Deslumbrante sala hipóstila del templo de Edfu, escala obligada en cualquier crucero que se haga por el Nilo.

No vamos a contar aquí todos los monumentos que se pueden ver a lo largo de un crucero por el Nilo, porque la lista es infinita y aburriríamos hasta a los obeliscos. Pero aunque solo se pudiera visitar uno, si ese uno fuera el templo de Edfu, el viaje merecería la pena. Consagrado a Horus, el dios halcón, el templo de Edfu es el monumento que más honda impresión nos ha causado cada vez que hemos viajado a Egipto, más incluso que (¡oh, sacrilegio!) las pirámides de Giza.

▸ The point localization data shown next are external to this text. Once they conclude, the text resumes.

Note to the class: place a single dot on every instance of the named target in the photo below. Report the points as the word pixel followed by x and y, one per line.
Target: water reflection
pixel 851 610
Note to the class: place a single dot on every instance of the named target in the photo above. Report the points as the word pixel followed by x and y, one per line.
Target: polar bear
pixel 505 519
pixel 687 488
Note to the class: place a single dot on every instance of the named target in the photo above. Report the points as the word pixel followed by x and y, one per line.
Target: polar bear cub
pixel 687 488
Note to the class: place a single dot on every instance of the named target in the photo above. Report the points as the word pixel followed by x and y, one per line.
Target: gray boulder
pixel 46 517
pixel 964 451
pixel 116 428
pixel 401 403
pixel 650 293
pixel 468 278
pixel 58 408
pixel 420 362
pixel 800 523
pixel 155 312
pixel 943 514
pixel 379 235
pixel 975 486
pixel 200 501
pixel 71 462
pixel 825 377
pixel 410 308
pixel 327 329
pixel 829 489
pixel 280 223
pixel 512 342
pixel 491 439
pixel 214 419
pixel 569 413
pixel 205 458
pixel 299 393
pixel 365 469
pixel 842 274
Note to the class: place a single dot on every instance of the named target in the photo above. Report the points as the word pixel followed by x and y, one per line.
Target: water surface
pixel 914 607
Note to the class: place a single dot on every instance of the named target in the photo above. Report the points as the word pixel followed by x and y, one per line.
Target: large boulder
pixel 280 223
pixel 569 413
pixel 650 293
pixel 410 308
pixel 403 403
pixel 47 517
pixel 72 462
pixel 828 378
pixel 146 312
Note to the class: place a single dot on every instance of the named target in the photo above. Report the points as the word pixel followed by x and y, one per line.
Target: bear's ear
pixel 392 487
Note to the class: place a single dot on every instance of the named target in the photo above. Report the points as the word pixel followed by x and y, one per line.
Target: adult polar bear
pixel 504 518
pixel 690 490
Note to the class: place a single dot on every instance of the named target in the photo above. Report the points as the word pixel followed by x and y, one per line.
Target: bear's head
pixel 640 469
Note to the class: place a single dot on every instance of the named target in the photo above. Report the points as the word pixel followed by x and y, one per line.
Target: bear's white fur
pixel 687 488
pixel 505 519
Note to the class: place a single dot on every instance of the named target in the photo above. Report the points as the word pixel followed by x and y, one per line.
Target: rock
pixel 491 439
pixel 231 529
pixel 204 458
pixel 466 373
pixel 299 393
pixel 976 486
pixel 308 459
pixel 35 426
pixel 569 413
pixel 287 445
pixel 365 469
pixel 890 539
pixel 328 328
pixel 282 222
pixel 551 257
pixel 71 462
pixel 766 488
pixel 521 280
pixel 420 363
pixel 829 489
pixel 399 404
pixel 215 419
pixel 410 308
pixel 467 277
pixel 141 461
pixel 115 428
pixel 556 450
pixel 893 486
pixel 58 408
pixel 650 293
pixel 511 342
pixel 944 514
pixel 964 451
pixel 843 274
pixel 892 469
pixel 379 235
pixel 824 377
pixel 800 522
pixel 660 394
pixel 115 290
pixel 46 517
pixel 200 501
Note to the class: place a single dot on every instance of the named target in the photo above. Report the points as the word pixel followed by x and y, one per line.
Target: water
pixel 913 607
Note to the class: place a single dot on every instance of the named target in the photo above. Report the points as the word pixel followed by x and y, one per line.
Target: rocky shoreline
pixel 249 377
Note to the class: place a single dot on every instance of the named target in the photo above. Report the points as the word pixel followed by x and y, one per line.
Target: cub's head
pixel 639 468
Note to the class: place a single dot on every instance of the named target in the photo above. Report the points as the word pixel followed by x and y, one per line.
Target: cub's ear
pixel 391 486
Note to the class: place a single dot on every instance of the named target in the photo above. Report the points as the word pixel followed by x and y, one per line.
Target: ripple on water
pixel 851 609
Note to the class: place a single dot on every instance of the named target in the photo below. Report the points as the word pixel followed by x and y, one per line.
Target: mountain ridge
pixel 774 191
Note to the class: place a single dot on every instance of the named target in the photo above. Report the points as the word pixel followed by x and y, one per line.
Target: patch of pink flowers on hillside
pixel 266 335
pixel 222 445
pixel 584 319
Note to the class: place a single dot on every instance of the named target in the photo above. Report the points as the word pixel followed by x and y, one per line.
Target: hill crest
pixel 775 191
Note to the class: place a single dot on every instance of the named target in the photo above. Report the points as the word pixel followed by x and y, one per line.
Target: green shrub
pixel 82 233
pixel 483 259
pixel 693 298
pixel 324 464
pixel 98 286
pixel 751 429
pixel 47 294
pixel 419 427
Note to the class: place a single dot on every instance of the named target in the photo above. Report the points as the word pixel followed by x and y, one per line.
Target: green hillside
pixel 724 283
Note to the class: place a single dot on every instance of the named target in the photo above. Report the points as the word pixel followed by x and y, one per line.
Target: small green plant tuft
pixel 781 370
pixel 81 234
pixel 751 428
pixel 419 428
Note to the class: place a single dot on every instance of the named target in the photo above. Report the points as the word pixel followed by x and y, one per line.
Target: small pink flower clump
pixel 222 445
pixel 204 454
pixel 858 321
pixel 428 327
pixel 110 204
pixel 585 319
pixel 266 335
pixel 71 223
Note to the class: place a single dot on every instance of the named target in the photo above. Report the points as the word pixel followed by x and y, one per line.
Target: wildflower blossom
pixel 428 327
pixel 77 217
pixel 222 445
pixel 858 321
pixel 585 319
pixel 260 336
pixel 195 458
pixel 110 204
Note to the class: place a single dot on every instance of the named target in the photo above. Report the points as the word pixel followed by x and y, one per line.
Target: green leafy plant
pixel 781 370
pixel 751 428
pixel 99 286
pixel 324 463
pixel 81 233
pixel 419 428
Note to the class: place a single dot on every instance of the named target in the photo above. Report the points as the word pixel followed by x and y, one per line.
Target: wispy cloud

Quizá la razón sea que hasta 1860 estuvo enterrado bajo 12 metros de arena y lodo, no asomando más que la coronación de sus colosales pilonos, y se conserva casi, casi como en el año 391 de nuestra era, cuando el último sacerdote pagano salió y los cafres de los cristianos se dedicaron a mutilar los bellos rostros de los viejos dioses. Dos detalles hacen que nos resulte particularmente simpático: los muchos gatos que pululan en el patio, adoptando poses dignas de la diosa Bastet, y el hecho de que sea costumbre acercase a él en calesa, no el cursi vehículo que conocemos por tal nombre en Europa, sino el destartalado modelo egipcio que infringe todas las normas de tráfico, de la elegancia y del sentido común. En el interior del templo puede verse la barca sagrada que cobijaba la imagen de Horus. Todos los años, salía a recibir en ella a su esposa Hathor, la diosa del amor, la maternidad, la belleza juvenil, la alegría y el erotismo, que viajaba desde su templo en Dendera, 120 kilómetros río arriba, en una navegación festiva que debía de parecerse mucho a las procesiones fluviales y marineras de la Virgen del Carmen. Vamos, que los cruceros por el Nilo no son una cosa de hoy, ni de tiempos de Agatha Christie, sino de toda la vida.